Show isolated photos in early stages, yet contextual photos in later stages.

How to Apply

  • Show Humans When Necessary. Humans can improve product assessments in clothing, jewelry, and appearance categories. If you don't need these quality assessments, remove humans from your images because they can reduce conversions. It feels like their product, not my product (Lu et al., 2023).
  • Blur Details to Enlarge Sizes. Products seem bigger on blurred backgrounds because customers blame their heightened attention on the size of the product: "larger objects usually catch greater individual attention in daily life, so individuals tend to perceive more attention‐catching objects as larger" (Meng et al., 2022).
Orange juice seems bigger with blurred background

  • Bagatini, F. Z., Rech, E., Pacheco, N. A., & Nicolao, L. (2023).
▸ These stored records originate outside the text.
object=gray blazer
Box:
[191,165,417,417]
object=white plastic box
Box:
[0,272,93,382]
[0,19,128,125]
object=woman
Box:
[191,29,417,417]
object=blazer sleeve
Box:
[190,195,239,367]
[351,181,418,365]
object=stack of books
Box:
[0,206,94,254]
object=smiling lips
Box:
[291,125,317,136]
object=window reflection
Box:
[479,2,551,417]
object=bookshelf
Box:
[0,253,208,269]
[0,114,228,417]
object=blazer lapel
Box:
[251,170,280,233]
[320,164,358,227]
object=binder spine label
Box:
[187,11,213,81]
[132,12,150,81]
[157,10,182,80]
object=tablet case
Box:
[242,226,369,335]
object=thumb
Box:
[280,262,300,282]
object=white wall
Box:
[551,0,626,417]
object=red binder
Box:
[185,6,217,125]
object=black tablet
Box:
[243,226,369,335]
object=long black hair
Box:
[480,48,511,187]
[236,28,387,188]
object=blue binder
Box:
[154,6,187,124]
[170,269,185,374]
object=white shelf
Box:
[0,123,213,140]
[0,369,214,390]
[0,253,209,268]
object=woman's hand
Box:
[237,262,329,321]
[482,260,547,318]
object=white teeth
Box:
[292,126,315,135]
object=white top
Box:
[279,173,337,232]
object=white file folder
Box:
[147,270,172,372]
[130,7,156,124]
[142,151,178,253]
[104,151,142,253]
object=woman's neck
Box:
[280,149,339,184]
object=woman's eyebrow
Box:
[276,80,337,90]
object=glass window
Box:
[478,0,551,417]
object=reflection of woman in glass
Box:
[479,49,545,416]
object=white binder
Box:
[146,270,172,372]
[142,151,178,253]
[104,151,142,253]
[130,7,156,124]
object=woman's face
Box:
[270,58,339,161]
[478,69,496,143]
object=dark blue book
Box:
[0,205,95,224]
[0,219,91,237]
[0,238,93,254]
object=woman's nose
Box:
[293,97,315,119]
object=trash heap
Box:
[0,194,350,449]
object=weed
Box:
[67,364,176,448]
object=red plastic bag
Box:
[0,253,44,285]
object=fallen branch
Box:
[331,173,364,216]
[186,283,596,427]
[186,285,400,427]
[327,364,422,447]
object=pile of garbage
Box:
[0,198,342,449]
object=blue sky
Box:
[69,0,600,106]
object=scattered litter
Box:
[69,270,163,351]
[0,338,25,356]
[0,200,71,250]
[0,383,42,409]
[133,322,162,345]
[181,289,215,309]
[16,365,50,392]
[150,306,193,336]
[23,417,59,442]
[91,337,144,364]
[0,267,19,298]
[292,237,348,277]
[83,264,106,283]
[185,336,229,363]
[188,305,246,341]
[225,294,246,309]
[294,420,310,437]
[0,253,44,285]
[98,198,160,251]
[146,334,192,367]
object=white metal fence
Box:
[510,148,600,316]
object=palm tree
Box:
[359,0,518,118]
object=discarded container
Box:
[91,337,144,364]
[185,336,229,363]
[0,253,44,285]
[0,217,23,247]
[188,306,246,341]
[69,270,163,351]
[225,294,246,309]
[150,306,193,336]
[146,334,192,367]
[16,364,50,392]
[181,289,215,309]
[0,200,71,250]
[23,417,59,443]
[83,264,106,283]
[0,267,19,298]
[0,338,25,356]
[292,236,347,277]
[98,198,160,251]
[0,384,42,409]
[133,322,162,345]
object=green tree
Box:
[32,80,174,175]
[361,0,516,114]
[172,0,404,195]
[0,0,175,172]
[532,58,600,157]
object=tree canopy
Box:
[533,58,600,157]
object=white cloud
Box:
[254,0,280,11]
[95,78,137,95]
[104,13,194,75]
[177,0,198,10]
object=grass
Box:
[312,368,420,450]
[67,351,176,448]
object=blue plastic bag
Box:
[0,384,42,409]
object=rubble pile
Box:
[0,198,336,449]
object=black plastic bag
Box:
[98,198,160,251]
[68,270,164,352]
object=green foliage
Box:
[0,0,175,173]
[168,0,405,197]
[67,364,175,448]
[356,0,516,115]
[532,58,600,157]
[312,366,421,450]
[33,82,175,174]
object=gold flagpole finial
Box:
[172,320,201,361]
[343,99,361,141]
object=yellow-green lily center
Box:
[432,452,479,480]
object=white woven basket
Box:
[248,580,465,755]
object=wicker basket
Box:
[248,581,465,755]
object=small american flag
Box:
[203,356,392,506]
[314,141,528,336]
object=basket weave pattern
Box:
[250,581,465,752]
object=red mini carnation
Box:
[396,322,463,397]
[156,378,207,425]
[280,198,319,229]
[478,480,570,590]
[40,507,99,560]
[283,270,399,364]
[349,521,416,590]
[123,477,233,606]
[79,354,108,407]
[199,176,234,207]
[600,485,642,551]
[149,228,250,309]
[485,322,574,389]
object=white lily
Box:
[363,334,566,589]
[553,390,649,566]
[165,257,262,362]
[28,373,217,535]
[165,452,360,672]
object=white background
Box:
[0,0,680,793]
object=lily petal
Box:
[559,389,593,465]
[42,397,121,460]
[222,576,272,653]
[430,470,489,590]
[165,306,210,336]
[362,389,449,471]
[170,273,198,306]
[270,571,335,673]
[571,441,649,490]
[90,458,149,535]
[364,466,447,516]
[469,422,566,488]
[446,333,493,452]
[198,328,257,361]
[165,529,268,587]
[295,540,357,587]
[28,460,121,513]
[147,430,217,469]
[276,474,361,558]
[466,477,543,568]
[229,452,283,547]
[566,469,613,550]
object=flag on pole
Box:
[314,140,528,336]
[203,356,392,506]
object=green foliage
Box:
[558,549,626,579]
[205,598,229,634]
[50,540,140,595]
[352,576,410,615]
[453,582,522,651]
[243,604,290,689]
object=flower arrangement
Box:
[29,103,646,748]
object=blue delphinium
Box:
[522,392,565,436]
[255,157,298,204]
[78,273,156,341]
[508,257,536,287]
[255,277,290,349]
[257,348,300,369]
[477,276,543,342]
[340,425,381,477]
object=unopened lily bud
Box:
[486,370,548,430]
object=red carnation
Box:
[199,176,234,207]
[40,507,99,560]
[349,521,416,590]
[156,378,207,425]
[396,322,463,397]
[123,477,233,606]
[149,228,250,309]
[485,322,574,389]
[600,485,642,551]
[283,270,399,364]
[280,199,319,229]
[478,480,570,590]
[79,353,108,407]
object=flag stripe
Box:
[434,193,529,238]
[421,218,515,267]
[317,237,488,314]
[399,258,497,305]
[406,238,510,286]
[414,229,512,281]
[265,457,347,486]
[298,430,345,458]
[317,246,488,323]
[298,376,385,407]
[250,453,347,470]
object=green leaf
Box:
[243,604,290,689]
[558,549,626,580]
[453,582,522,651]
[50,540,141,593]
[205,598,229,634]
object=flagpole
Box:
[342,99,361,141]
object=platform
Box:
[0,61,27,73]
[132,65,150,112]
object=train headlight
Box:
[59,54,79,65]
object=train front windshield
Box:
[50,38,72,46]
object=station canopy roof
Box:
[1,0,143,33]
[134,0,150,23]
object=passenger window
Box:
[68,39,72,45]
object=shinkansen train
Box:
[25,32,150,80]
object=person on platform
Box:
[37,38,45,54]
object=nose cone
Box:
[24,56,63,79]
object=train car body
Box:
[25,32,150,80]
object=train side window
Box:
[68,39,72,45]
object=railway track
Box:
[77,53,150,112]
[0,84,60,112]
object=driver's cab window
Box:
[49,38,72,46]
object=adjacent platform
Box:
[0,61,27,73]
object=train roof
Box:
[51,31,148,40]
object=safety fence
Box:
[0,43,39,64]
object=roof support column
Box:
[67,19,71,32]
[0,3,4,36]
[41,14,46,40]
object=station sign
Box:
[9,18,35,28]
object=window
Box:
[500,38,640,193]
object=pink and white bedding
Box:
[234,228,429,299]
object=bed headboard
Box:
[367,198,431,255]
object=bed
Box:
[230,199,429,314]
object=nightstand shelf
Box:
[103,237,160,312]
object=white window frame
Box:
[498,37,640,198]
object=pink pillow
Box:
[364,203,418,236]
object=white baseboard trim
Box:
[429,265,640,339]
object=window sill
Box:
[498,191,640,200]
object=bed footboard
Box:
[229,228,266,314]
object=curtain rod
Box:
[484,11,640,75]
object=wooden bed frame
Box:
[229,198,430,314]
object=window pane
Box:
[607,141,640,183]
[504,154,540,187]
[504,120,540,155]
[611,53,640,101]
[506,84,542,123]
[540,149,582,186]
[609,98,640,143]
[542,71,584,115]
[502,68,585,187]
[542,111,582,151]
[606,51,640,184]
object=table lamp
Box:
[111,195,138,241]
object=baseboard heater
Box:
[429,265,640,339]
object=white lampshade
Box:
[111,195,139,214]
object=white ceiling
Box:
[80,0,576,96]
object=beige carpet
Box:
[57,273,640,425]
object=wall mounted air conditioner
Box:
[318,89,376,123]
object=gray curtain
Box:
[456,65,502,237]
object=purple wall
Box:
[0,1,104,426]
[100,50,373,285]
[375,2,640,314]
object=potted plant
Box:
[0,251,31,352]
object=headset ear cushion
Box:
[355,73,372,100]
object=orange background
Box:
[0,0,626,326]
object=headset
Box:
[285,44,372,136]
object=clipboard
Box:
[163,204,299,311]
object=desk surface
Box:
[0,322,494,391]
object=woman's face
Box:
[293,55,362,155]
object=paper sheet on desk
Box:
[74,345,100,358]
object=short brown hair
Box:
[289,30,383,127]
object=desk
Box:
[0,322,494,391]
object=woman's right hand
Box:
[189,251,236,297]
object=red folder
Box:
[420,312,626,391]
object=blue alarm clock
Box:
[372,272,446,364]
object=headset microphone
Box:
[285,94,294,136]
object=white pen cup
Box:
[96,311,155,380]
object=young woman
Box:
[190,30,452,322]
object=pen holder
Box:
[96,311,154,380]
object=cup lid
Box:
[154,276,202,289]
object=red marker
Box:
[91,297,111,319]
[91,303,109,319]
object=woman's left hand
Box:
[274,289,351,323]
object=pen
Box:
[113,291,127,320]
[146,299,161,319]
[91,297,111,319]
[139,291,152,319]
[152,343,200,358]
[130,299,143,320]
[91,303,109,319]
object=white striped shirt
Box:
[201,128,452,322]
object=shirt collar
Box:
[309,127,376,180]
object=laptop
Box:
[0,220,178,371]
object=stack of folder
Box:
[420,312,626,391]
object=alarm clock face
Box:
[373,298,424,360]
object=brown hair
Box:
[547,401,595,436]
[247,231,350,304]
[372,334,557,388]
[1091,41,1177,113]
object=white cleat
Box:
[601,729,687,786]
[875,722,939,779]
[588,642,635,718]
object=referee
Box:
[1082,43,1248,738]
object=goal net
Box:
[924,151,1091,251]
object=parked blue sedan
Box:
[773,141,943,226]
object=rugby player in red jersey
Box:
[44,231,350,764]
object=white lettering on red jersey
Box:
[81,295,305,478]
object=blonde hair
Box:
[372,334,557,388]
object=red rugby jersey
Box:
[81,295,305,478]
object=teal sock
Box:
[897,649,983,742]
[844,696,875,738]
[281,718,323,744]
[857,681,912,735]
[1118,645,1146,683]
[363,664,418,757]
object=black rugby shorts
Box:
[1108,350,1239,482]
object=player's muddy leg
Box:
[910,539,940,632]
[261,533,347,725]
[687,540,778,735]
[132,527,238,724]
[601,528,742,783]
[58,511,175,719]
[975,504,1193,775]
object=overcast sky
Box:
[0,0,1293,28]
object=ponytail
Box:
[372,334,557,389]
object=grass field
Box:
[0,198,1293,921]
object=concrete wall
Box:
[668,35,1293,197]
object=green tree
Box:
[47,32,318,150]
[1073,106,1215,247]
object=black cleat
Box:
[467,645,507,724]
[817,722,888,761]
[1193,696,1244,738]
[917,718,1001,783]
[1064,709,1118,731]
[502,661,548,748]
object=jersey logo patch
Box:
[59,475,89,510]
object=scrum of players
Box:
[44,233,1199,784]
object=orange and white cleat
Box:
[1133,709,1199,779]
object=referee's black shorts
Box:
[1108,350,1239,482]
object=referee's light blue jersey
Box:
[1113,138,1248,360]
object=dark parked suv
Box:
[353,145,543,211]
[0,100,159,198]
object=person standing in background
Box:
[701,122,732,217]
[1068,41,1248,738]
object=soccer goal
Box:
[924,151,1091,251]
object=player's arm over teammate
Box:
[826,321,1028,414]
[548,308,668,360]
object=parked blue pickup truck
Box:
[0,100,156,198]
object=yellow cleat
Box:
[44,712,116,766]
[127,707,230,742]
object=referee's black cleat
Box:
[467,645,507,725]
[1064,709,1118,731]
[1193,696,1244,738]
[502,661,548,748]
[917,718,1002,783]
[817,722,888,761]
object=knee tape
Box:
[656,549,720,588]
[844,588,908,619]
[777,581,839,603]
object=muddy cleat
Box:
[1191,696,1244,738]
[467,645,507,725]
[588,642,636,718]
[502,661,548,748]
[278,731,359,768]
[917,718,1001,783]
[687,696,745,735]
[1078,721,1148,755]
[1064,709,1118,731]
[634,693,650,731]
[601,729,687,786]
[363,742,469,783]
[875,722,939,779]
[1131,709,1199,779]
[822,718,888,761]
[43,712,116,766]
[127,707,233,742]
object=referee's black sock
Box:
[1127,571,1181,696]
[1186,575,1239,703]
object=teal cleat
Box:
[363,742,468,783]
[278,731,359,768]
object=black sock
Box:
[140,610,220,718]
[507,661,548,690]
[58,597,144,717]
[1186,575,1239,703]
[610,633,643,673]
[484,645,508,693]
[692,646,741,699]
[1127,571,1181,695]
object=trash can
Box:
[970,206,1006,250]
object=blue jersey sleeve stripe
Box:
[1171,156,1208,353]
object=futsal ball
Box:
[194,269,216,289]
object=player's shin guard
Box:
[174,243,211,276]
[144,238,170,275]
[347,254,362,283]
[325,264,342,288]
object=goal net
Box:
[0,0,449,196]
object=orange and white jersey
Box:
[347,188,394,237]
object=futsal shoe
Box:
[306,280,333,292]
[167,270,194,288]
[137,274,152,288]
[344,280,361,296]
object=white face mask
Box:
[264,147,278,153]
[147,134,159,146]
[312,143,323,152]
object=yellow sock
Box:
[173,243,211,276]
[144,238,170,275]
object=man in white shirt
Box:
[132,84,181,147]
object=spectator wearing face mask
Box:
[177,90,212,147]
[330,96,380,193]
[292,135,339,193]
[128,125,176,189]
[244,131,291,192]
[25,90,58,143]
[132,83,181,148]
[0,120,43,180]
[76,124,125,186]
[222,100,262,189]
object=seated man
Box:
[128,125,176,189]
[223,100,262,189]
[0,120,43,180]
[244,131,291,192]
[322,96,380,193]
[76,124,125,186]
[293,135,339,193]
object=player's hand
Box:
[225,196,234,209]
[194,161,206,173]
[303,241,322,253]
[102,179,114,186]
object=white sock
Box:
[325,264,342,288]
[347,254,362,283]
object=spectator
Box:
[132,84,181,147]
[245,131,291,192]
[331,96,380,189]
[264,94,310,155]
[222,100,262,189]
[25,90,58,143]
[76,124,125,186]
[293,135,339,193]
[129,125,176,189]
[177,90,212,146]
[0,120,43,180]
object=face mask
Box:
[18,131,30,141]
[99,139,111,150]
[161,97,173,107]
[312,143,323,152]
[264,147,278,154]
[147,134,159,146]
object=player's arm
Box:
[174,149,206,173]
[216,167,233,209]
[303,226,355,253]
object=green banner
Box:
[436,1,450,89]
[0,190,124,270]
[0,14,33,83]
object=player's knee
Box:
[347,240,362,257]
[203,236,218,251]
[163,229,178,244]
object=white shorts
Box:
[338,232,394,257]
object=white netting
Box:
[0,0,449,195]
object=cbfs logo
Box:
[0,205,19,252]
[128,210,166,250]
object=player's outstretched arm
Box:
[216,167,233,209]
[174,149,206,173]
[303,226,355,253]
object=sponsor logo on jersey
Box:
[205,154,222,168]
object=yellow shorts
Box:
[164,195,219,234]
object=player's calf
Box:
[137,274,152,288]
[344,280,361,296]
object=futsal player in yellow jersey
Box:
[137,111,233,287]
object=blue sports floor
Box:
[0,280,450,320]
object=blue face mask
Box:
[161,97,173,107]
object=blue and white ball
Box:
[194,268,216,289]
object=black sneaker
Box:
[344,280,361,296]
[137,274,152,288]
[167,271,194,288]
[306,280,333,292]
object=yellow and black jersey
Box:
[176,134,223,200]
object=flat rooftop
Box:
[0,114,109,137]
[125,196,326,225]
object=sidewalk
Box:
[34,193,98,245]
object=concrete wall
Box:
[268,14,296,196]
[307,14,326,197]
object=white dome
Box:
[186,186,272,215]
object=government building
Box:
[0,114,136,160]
Can you imagine yourself wearing this product? Embodied mental simulation and attractiveness in e-commerce product pictures. Journal of Research in Interactive Marketing, 17(3), 470-490.
  • Lee, J. E., Shin, E., & Kincade, D. H. (2024). Presentation-order effect of product images on consumers’ mental imagery processing and purchase intentions. Journal of Product & Brand Management.
  • Lu, Z. Y., Jung, S., & Peck, J. (2023). It Looks Like" Theirs": When and Why Human Presence in the Photo Lowers Viewers’ Liking and Preference for an Experience Venue.
  • Meng, L., Kou, S., Duan, S., Jiang, Y., & Lü, K. (2022). How a blurry background in product presentation influences product size perception. Psychology & Marketing, 39(8), 1633-1645.